IMPULSO/ José Antonio Lozano Díez
El paradigma de la anticorrupción

El nueve de diciembre fue el Día Internacional contra la Corrupción, muchos actores de la sociedad en México se pronunciaron por un combate más activo a este mal endémico, entre ellos, la International Chamber of Commerce, la Organización de las Naciones Unidas y la representación de Empresas Globales en un evento llevado a cabo en la Universidad Panamericana.

La conciencia de la necesidad de combatir la corrupción de manera más activa se ha extendido por el mundo en los últimos años. Si pudiéramos decir que la década de 1990 fue la década de la desregulación y el libre comercio, la del 2000 fue la de la seguridad, la actual lo es de la anticorrupción.

La conciencia de que la corrupción es centro de muchos problemas que lastiman a las sociedades avanza influyendo en resultados electorales, economía y el ánimo en general.

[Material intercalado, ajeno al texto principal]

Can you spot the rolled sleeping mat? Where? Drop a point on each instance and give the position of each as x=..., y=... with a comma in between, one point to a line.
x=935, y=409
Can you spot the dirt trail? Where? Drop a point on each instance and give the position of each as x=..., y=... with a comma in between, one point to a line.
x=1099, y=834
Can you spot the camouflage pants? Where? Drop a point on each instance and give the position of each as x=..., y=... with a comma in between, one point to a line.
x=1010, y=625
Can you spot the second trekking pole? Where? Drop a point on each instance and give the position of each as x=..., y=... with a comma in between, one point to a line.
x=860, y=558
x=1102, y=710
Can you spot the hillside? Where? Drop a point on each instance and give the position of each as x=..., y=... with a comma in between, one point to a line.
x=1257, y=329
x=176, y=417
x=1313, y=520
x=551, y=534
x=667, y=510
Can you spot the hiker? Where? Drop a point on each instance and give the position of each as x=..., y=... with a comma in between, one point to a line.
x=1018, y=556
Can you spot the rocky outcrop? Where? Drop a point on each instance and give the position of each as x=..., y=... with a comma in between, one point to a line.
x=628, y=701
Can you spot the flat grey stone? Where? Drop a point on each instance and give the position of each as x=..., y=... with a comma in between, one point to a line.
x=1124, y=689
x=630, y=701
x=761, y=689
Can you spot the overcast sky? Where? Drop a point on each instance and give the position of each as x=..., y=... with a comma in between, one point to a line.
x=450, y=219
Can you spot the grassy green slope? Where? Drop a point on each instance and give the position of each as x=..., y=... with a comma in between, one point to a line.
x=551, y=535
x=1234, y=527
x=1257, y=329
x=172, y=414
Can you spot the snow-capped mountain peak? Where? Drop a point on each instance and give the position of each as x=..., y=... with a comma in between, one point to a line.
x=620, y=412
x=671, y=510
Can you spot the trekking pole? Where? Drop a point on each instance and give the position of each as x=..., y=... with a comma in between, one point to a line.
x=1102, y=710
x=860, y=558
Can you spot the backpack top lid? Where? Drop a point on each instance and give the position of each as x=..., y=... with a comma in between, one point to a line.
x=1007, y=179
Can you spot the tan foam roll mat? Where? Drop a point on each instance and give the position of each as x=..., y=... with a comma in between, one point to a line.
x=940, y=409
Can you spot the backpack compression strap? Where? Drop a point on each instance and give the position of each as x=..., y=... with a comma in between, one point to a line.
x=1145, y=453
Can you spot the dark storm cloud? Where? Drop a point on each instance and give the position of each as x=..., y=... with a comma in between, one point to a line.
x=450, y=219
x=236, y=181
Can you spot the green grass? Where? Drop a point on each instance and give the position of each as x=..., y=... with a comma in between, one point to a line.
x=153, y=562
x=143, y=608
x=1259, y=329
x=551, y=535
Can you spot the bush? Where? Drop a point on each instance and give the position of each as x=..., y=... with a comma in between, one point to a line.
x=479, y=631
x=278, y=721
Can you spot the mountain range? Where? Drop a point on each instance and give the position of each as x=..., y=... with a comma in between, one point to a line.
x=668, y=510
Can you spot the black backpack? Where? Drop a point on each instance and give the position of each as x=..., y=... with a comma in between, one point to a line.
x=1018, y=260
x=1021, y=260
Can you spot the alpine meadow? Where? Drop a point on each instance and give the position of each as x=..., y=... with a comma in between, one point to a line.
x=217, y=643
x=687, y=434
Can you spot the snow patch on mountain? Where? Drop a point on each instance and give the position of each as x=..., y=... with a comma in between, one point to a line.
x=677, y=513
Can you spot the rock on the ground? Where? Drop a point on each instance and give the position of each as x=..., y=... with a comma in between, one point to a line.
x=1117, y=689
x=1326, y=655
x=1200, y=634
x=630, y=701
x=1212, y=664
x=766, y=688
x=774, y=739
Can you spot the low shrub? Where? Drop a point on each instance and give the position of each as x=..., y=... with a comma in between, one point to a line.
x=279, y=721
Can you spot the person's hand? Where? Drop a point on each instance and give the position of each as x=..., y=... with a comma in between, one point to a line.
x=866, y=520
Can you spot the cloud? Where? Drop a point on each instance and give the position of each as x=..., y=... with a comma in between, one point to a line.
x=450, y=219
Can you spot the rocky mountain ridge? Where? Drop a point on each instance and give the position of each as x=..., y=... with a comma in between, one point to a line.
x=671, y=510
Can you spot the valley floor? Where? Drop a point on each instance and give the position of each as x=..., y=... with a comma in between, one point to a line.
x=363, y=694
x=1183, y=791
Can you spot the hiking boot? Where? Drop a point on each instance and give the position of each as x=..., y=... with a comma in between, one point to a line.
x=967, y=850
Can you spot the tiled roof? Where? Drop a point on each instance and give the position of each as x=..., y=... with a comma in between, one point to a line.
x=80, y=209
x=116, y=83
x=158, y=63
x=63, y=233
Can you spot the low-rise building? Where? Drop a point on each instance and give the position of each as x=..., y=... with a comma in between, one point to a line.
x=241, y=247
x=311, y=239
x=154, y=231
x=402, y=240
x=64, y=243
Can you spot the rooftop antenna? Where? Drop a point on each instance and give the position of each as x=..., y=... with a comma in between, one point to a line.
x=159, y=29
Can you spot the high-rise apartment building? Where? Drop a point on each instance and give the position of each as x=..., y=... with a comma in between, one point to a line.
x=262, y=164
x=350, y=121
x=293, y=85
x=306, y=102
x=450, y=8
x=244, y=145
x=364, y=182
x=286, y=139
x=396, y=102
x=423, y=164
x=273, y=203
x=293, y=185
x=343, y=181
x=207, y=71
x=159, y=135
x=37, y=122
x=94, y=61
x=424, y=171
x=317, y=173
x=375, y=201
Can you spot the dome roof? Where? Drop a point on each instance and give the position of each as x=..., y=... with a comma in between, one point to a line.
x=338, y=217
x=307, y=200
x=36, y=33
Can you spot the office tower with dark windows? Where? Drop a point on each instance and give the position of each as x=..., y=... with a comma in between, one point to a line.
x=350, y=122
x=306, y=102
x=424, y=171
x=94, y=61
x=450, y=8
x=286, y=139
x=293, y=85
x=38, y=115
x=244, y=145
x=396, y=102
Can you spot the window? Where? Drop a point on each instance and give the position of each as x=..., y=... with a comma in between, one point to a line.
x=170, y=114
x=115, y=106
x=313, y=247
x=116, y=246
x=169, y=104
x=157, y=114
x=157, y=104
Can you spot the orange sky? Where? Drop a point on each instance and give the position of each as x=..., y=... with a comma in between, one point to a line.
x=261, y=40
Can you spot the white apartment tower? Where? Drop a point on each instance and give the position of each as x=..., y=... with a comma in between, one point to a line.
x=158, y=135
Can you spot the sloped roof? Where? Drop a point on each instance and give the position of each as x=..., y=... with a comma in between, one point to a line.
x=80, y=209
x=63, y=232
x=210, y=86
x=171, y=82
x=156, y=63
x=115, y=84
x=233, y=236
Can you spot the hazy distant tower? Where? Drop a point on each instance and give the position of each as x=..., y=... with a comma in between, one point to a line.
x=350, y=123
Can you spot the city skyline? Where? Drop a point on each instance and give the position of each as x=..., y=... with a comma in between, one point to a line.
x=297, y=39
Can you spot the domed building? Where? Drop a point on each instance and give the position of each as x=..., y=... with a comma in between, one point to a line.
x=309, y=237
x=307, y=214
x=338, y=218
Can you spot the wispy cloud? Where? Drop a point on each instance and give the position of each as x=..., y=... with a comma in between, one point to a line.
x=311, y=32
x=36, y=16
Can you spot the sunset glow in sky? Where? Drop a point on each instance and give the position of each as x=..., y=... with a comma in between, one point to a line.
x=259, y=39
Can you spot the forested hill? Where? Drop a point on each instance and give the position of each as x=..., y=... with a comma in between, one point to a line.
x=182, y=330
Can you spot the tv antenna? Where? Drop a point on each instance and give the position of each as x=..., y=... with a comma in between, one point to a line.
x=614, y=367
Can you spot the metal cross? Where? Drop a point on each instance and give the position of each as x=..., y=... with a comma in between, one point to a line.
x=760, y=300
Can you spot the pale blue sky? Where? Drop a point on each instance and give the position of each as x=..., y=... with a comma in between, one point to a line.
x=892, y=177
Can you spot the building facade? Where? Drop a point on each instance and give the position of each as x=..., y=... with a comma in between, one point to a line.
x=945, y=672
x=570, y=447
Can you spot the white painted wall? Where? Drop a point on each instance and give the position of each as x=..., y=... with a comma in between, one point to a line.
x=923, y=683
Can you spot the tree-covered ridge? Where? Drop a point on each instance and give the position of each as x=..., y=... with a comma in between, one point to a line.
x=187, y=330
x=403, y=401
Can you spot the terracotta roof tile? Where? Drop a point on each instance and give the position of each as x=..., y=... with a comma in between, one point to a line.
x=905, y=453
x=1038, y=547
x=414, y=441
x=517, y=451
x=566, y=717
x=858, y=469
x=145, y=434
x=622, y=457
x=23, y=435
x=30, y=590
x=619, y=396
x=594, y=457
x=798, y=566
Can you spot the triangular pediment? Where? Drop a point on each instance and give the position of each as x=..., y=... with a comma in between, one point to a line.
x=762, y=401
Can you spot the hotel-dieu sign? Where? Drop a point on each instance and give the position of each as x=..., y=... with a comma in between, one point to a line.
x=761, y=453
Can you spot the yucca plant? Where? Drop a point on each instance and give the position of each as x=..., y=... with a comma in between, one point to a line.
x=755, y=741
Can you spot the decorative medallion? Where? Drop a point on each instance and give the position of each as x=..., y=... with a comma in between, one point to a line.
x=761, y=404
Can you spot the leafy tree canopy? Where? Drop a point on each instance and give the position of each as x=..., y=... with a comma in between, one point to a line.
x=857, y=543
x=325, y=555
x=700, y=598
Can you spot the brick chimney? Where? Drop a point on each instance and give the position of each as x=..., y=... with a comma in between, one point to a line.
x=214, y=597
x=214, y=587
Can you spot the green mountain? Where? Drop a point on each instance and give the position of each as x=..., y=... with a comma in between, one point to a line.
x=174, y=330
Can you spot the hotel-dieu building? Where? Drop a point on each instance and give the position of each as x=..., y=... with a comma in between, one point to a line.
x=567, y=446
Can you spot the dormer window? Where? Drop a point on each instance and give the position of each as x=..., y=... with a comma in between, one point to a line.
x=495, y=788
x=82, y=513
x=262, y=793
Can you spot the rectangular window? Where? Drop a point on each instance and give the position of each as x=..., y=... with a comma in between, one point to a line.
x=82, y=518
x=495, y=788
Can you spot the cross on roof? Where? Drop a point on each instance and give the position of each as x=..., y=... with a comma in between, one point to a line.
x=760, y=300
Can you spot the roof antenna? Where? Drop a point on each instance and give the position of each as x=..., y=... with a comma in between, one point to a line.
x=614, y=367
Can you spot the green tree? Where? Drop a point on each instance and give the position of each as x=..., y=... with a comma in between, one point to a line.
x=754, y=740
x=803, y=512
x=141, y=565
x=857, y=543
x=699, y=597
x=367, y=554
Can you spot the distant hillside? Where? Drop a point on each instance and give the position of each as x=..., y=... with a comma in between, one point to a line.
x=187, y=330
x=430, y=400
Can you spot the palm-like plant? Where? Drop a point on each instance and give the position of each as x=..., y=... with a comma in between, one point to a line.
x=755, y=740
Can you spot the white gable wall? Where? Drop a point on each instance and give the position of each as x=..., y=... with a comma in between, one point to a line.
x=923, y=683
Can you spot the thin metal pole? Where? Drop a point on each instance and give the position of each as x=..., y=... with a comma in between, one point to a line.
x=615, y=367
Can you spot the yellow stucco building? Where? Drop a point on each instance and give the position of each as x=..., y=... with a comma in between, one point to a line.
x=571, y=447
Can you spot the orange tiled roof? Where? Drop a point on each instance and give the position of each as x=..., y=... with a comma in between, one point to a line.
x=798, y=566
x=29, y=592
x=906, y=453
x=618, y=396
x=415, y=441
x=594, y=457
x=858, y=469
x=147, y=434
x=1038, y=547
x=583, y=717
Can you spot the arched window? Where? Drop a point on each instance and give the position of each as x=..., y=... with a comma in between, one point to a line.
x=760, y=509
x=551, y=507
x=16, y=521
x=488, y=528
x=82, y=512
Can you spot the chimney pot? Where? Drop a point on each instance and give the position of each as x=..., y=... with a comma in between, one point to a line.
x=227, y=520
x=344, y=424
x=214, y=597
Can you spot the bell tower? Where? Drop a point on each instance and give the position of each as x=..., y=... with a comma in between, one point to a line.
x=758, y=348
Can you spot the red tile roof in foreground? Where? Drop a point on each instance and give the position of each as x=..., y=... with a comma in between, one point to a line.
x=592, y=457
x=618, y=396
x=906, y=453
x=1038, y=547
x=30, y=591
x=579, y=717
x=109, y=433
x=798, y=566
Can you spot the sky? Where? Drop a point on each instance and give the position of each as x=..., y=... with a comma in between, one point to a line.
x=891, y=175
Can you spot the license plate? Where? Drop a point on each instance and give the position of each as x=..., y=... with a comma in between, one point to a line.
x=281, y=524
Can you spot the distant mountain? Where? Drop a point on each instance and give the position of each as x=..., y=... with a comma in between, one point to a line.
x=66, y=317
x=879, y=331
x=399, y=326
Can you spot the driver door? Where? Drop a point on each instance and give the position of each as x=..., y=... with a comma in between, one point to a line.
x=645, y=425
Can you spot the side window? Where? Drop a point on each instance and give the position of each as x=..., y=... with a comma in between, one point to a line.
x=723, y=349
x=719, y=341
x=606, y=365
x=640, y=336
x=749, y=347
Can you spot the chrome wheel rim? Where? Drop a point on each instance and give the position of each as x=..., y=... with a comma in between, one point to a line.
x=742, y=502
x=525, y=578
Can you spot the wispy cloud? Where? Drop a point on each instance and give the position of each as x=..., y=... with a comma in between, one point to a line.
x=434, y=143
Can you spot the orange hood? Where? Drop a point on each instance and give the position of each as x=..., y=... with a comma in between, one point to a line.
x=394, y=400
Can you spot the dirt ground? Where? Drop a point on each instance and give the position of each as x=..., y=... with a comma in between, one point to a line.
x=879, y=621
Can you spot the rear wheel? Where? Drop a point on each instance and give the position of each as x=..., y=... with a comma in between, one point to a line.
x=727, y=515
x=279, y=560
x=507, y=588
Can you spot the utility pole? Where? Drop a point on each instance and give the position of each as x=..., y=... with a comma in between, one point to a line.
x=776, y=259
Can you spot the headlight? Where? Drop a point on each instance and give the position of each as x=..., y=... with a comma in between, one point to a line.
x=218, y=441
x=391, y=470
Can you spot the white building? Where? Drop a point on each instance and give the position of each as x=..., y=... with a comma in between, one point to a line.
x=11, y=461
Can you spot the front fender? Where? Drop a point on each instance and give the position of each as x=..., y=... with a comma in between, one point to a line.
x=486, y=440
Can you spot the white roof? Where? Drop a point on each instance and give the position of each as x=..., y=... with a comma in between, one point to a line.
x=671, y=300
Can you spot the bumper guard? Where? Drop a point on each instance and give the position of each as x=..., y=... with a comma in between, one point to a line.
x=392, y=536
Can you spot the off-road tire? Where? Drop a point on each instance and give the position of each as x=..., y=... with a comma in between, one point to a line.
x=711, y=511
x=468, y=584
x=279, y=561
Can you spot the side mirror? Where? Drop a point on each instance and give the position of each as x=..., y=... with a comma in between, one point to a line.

El modo en que se pretende combatir es creando y reforzando instituciones como el Sistema Nacional Anticorrupción en nuestro país. Sin embargo, para que funcionen es evidente la necesidad de mejorar el nivel ético de sus operadores.

Si todos estamos de acuerdo en la necesidad del comportamiento ético, lo que no está claro para todos son sus contenidos, sus raíces y sus justificaciones más profundas.

En ese sentido, aunque existen muchas y diversas posturas al respecto, dos son las que han tenido mayor influencia durante los últimos años: aquellas que identifican el comportamiento ético con el legalismo y aquellas que identifican el comportamiento ético con un catálogo de prohibiciones.

Las posturas que identifican el comportamiento ético con el simple cumplimiento de la ley son las más extendidas en el discurso público, para ellas la ética es una externalidad, una mera formalidad que no implica ningún aspecto interno de la persona. Desde esa óptica el mero cumplimiento de las normas socialmente aceptadas alcanza el deseable ideal ético.

A lo largo de la historia, las posturas legalistas han demostrado insuficiencia para alcanzar comportamiento ético generalizado en la sociedad.

Olvidar la riqueza que hay en el interior de cada persona, desdeñar la antropología, las intencionalidades que hay detrás de cada acto externalizado termina teniendo como consecuencia justamente lo contrario: ambientes sociales altamente corruptos.

Por su parte, las posturas que plantean la ética como un catálogo de prohibiciones resaltan los aspectos negativos de las conductas inadecuadas del ser humano. Parten de un pesimismo antropológico que plantea al hombre como un ser incapaz de proyectos magnánimos, como un ser que responde únicamente a incentivos de carácter egoísta, y que por ello debe ser limitado por ciertas reglas que en caso de no existir lo llevarían al desorden personal y a la anarquía social.

Las posturas que reducen la ética a categoría de prohibiciones, olvidan también la enorme riqueza que hay en la naturaleza humana que si bien tiene aspectos que requieren ser controlados, también posee un sentido de ser superior, positivo, de grandeza personal. La ética como prohibición no es atractiva, no significa un modelo de vida personal por el que valga la pena trabajar.

A largo plazo, reducir la ética a un catálogo de prohibiciones conduce al desencanto y con ello a la rebelión y en última instancia la corrupción, cosa que ha sucedido también en las sociedades contemporáneas que han tendido a la vulgarización.

Por ello, desde nuestro punto de vista si bien las posturas anteriores tienen elementos de verdad son insuficientes para conseguir un ideal ético sustentable de largo plazo. El hombre por naturaleza se encuentra en una búsqueda permanente por su plenitud. La ética debe ser entendida precisamente como la forma en que el hombre alcanza esa plenitud.

La ética debe ser entendida no como una simple externalidad sino como la manera más genuina de ser del hombre. Se trata de la vía de fondo para acabar con la corrupción.